Gallery 2: Memory, the Body, and Identity

The second section of the exhibition marks a pivotal shift in Cuban photography. As the nation plunged into economic, social and political crisis following the collapse of the Soviet Union and the loss of its financial support, a time that Castro dubbed the “Special Period,” many photographers turned from documentation of the public sphere to a more personal and poetic exploration of the private realm. Photographers treated the body, often their own, as the path through which to examine their present situation through the lens of Afro- Cuban rituals, personal history, queer identity, race and gender. This particularly rich section features exceptional work by Juan Carlos Alom, Arien Chang Castán, José Manuel Fors, Alejandro González, Eduardo Hernandez Santos, Cirenaica Moreira, René Peña, and others.

Gallery 3: Myth and Reality

In the final section of the exhibition, composed primarily of work made since 2005, photographers address the current political, social and economic situation more directly than in previous years—but slyly still, in order not to run afoul of government dictates and official arbiters of culture. This most recent generation of photographers, born well after the Revolution, came of age in the depths of the Special Period, and began their artistic careers with a greater awareness of international contemporary art.
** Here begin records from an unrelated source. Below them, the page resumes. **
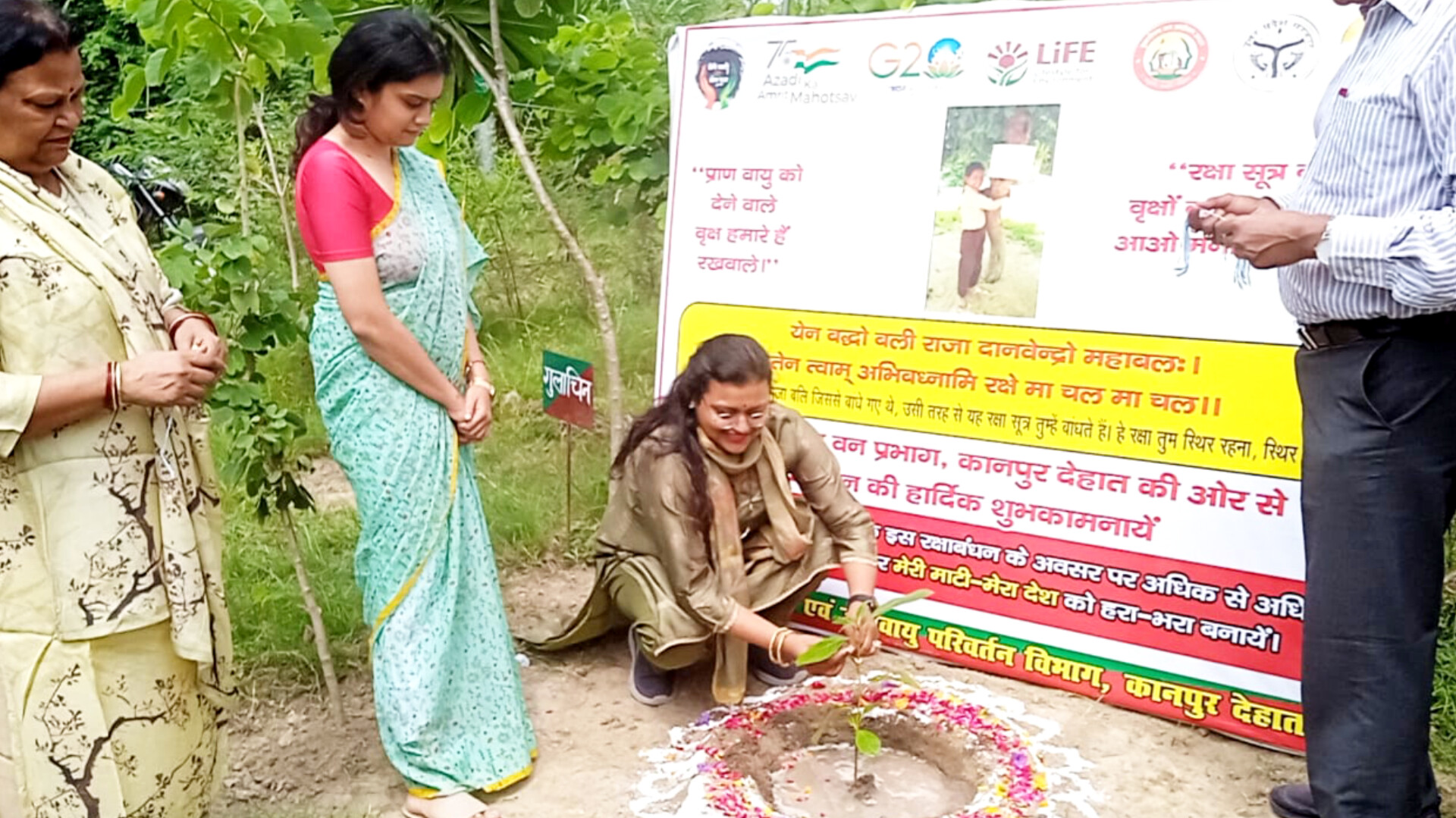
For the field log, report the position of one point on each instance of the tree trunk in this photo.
(1015, 131)
(310, 603)
(596, 286)
(242, 155)
(280, 191)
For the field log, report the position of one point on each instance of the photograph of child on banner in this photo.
(986, 256)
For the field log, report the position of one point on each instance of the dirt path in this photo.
(289, 763)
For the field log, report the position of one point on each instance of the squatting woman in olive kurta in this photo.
(705, 552)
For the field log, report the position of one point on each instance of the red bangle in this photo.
(172, 331)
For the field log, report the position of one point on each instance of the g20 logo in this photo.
(943, 60)
(890, 60)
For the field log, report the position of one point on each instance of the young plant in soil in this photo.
(855, 620)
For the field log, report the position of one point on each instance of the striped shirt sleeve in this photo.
(1413, 255)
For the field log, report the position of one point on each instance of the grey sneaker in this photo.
(1298, 801)
(772, 674)
(650, 685)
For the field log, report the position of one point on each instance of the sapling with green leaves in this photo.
(856, 619)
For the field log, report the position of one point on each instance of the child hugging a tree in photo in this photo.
(974, 205)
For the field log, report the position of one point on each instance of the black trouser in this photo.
(1378, 497)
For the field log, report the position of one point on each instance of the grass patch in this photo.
(270, 628)
(1028, 235)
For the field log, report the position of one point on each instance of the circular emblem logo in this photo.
(720, 74)
(1279, 52)
(1171, 57)
(944, 60)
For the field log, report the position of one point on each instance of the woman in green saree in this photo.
(403, 389)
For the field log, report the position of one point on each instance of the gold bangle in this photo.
(777, 645)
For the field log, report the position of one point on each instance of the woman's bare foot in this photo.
(457, 805)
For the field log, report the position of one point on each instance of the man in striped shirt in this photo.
(1366, 248)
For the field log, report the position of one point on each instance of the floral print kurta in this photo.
(114, 638)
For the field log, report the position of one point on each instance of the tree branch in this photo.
(498, 82)
(280, 190)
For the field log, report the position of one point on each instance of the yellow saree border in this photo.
(410, 584)
(455, 487)
(497, 786)
(394, 212)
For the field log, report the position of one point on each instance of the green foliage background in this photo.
(592, 86)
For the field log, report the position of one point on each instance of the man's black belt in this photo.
(1338, 334)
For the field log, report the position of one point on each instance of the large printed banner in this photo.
(960, 235)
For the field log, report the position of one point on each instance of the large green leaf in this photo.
(867, 741)
(131, 89)
(156, 66)
(471, 109)
(821, 651)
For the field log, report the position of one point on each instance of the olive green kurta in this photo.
(654, 568)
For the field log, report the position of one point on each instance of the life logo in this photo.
(943, 60)
(1056, 61)
(1171, 55)
(1277, 53)
(720, 74)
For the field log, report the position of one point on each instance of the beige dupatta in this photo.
(98, 236)
(786, 537)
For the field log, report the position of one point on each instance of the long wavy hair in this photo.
(386, 47)
(30, 30)
(724, 359)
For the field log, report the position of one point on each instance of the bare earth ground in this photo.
(289, 762)
(1014, 294)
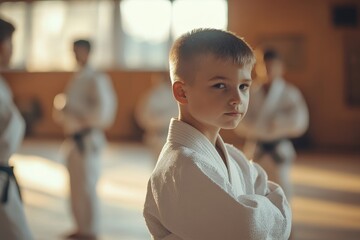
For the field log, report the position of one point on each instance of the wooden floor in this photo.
(326, 203)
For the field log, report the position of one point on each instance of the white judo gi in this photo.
(13, 224)
(153, 113)
(192, 195)
(271, 120)
(90, 108)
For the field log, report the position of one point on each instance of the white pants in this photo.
(84, 171)
(13, 223)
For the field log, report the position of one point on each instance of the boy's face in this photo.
(218, 96)
(81, 55)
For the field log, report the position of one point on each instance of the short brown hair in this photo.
(6, 29)
(222, 44)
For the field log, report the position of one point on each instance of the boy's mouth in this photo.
(234, 113)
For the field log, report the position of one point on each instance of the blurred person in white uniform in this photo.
(277, 112)
(13, 224)
(154, 112)
(85, 110)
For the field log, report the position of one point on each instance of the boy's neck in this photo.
(210, 134)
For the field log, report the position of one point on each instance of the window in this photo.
(127, 34)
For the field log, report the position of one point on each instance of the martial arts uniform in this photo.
(90, 108)
(272, 118)
(13, 224)
(153, 113)
(193, 195)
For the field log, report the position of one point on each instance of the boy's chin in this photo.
(231, 126)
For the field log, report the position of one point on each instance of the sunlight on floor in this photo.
(328, 199)
(332, 180)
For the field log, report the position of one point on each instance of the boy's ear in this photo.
(179, 92)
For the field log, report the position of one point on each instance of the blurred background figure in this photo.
(13, 224)
(277, 112)
(85, 110)
(154, 111)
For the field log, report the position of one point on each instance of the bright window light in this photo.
(190, 14)
(146, 20)
(15, 13)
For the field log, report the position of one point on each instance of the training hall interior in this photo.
(319, 41)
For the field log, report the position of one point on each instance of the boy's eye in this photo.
(219, 86)
(244, 86)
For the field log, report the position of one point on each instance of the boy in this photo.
(202, 188)
(277, 112)
(90, 107)
(13, 224)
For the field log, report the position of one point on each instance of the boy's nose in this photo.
(235, 98)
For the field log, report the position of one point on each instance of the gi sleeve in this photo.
(191, 206)
(11, 130)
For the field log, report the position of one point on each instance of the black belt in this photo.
(270, 148)
(79, 138)
(9, 170)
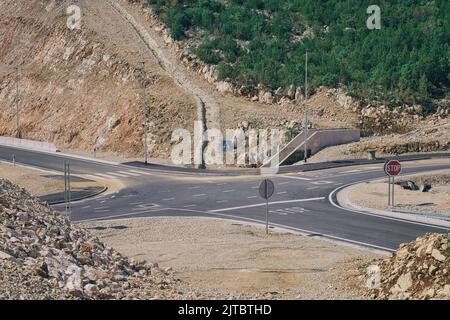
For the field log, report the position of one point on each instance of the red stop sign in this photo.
(393, 168)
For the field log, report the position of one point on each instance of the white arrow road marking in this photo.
(118, 174)
(141, 172)
(263, 204)
(296, 178)
(129, 173)
(322, 182)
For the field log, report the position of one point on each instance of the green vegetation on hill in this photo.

Again, national symbols appear—the Cuban flag, currency, stamps, historic events—but this time with a knowing nod to their emptiness. The precarious nature of life in present-day Cuba and the widespread desire for emigration are common subjects.
This gallery includes work by Adrián Fernández, Alejandro González, Glenda Léon, Liudmila & Nelson, Yasser Piña Peña, Sandra Ramos, Esterio Segura, Lisette Solórzano, and others.